The difference (CGM minus reference value) and relative absolute difference (RAD) (absolute difference divided by the reference value, expressed as a percentage) were computed for each pair. The RAD evaluates the magnitude of the errors, whereas the difference evaluates whether there is any bias for the sensor to read systematically high or low. Each pair also was evaluated for adherence to the International Organization for Standardization criteria (ISO): for reference values ≤75 mg/dL, CGM value within ±15 mg/dL, and for reference values >75 mg/dL, CGM value within±20%. Summary statistics were calculated by pooling all paired values for each device. The bootstrap technique was performed to test the differences in accuracy and bias between the two CGM sensor devices controlling for reference glucose and accounting for correlated data within the same subject. One study showed a particularly inaccurate Enlite sensor, and a sensitivity analysis was performed to compare the accuracy and bias between the two devices after this study was excluded. Analyses were performed using SAS version 9.3 software (SAS Institute, Cary, NC).

Results

As seen in Figure 1, the Enlite sensor tended to report glucose levels lower than the reference over the entire range of glucose values, whereas the Sof-Sensor values tended to be higher than reference values in the hypoglycemic range and lower than reference levels in the hyperglycemic range as is more typically seen when sensor glucose values are compared with a reference. Overall, the median sensor–reference difference was −1 mg/dL for the Sof-Sensor and −15 mg/dL for the Enlite (P<0.001), the median RAD was 12% versus 15%, respectively (P=0.06), and the mean RAD was 16% versus 18%, respectively; 73% of Sof-Sensor values and 66% of Enlite values met ISO criteria (Table 2).
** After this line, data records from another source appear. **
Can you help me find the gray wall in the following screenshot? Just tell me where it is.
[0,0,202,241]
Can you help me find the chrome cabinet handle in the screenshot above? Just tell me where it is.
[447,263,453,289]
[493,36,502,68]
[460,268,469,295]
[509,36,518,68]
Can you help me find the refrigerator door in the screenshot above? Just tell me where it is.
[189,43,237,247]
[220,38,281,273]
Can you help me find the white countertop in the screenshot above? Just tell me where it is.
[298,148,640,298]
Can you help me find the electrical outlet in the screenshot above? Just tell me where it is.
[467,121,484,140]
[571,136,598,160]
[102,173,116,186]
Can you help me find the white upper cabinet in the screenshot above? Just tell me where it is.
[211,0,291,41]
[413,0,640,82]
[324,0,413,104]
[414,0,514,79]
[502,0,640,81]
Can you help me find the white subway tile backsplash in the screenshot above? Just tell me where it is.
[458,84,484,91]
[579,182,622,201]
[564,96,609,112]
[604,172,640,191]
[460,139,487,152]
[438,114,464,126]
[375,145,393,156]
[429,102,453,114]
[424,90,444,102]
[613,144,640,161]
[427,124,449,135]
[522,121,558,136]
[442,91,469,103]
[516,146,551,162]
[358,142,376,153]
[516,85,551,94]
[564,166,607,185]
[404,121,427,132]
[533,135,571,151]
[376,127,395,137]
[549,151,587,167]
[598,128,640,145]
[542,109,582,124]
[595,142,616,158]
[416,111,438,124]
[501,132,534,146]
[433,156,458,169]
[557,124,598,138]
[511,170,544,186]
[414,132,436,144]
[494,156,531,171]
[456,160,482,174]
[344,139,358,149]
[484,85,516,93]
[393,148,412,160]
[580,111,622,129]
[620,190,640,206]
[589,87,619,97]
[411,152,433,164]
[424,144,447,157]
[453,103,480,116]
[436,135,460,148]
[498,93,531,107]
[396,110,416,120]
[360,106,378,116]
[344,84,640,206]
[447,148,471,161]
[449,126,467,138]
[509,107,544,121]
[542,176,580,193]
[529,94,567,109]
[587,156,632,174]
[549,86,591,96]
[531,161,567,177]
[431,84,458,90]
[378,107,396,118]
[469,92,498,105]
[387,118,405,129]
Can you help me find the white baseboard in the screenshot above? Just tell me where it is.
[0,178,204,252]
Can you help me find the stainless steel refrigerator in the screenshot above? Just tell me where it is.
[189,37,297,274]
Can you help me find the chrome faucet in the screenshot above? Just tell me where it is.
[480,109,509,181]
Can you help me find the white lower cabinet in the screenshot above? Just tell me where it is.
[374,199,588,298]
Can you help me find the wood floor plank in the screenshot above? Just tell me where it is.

Results for each of the eight studies are shown in Supplementary Tables S1 and S2 (Supplementary Data are available online at www.liebertpub.com/dia).

FIG. 1.

FIG. 1.

Sof-Sensor and Enlite sensor bias based on reference glucose level. Black dots denote the mean difference, and boxes denote the median (25th, 75th percentiles) difference.

Table 2.

Comparison of Overnight Sof-Sensor with Paradigm Pump and Enlite Continuous Glucose Monitoring with Veo Pump Point Accuracy

 
Number of pairs
RADa
ISOb
  Sof-Sensor Enlite Sof-Sensor Enlite P value Sof-Sensor Enlite P value
Overall 3,627 1,666 12% (6%, 21%) 15% (7%, 25%) 0.06 73% 66% 0.11
Reference glucose (mg/dL)
 ≤70 210 122 14% (7%, 38%) 19% (9%, 27%) 0.91 68% 75% 0.66
 71–120 1,713 691 13% (6%, 21%) 14% (6%, 27%) 0.46 72% 62% 0.16
 121–180 1,086 559 12% (6%, 21%) 15% (7%, 23%) 0.20 73% 68% 0.44
 >180 618 294 10% (5%, 19%) 15% (9%, 24%) 0.01 78% 64% 0.06
a

Relative absolute difference (RAD)=absolute difference/reference. Data are median values (25th, 75th percentiles).

b

International Organization for Standardization (ISO) criteria are continuous glucose monitoring measurements within±15 mg/dL for reference glucose values ≤75 mg/dL and within ±20% for reference glucose values >75 mg/dL.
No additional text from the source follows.